Skillv4.0.1

ClawScan security

Content Catcher · ClawHub's context-aware review of the artifact, metadata, and declared behavior.

Scanner verdict

SuspiciousApr 24, 2026, 5:17 PM

Verdict: suspicious
Confidence: medium
Model: gpt-5-mini
Summary: The skill appears to implement a powerful web/video scraping tool, but its files, runtime instructions, and packaging contain multiple mismatches and unexplained privileges (browser-request-header manipulation, local file access, missing install guidance), so you should review before installing or running.
Guidance: This package bundles a capable scraper/downloader and also browser-extension code that can modify request headers, read page DOM, and write files on your machine. It has several inconsistencies: SKILL.md mentions dependencies (Playwright, yt-dlp, weasyprint) but the registry lists none; instructions reference files/scripts and paths that don't line up with the manifest; extension code expects Chrome extension permissions (declarativeNetRequest, downloads, runtime) but there's no install guide or permission disclosure. Before installing or running: 1) Don't run scripts as your primary account — use an isolated VM or container. 2) Inspect any places that set remote URLs or mitm endpoints (e.g., streamSaver/ffmpeg endpoints) to ensure they point to trusted services. 3) If you plan to use the extension pieces, review and audit required browser permissions and the extension manifest (not included) — granting declarativeNetRequest and downloads allows header/cookie injection and arbitrary file downloads. 4) Verify missing files and paths referenced in SKILL.md (e.g., content-watcher.js) and ensure you have trustworthy provenance (homepage/author). 5) If you lack the ability to audit, avoid installing or run only in a sandboxed environment.
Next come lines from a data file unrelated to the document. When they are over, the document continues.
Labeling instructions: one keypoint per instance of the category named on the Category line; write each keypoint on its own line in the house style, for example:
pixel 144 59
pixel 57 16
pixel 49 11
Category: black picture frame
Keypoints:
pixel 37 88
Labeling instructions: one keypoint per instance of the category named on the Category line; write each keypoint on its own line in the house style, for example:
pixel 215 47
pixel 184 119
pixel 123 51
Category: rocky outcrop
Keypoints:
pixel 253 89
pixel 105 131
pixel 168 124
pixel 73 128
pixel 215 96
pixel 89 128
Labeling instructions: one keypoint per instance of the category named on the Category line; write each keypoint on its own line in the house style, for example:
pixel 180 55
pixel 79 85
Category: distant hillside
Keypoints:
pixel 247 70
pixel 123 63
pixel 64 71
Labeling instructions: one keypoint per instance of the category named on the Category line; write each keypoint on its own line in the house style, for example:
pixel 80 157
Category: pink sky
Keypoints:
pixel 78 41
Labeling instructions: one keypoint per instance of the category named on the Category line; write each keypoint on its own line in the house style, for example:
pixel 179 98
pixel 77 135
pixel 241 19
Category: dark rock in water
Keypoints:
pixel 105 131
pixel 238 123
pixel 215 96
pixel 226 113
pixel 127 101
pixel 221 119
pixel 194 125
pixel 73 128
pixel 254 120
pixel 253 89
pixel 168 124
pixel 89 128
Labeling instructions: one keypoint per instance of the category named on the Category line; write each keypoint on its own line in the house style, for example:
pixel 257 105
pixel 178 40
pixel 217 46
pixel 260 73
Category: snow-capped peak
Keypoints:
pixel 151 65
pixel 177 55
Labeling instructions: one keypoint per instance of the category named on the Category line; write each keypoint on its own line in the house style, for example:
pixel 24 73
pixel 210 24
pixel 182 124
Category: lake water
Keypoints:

Additional information that would raise confidence: a clear install script, an extension manifest showing requested permissions, a homepage/repo with commits, and explicit justification for header-modification behavior.

Review Dimensions

Purpose & Capability: concernThe SKILL.md describes a Node/Python-based web scraper + video downloader that expects Playwright, yt-dlp, weasyprint, etc., but the registry metadata lists no required binaries or environment. The bundle includes browser-extension style files (chrome.* APIs, declarativeNetRequest) alongside CLI scripts — it's unclear which parts are expected to run where. The skill reads/writes local paths (e.g., ~/.clips, Desktop) and uses request-header modification APIs; these capabilities are coherent with a scraping/downloader tool but are broader than the declared requirements and lack clear installation instructions or permission disclosures.
Instruction Scope: concernSKILL.md runtime instructions instruct running node and python scripts to fetch pages, extract media, export PDF, and download video. The instructions reference additional scripts (e.g., content-watcher.js, content-watcher folder paths, video_catcher/ path) that are not present or whose locations do not match the provided manifest — this is inconsistent. The code will access local files (e.g., ~/.clips/clips.json), write output to user Desktop, and the extension code can read page DOM, enumerate media, and post messages to background pages. Those behaviors go beyond simple 'convert a webpage to markdown' (they include network request header modification, streaming to ffmpeg, and download management).
Install Mechanism: noteThere is no install spec in the registry (no package manager install/download instruction), but a full set of scripts and browser-extension-like files are included in the skill bundle. That mismatch is notable: the skill supplies code that will be present in the agent environment, but there is no documented install step, dependency installation, or manifest for the extension pieces. This is not direct remote code download, but running the included code will execute substantial functionality on the host.
Credentials: concernThe skill declares no required environment variables or credentials, which superficially looks safe. However, the code accesses and writes local files (e.g., ~/.clips/clips.json, Desktop), manipulates browser network rules via chrome.declarativeNetRequest.updateSessionRules (ability to inject/modify request headers and cookies), and can stream data to ffmpeg or remote stream-saver mitm endpoints configured at runtime (G.streamSaverConfig.url). Those actions require sensitive permissions in a browser context and access to local filesystem/network resources; the SKILL.md does not call out or justify these privileges explicitly.
Persistence & Privilege: concernThe skill is not marked always:true, and it requests no declared persistent credentials, but the included extension-like code is written to interact with chrome.runtime, declarativeNetRequest session rules, chrome.downloads, and localStorage. If installed into a browser extension context, it would require elevated permissions to modify headers and downloads and could persist state (clip logs, keys). The package provides no clear boundary on whether these components are meant to be installed as a browser extension or just run as scripts — that ambiguity increases risk.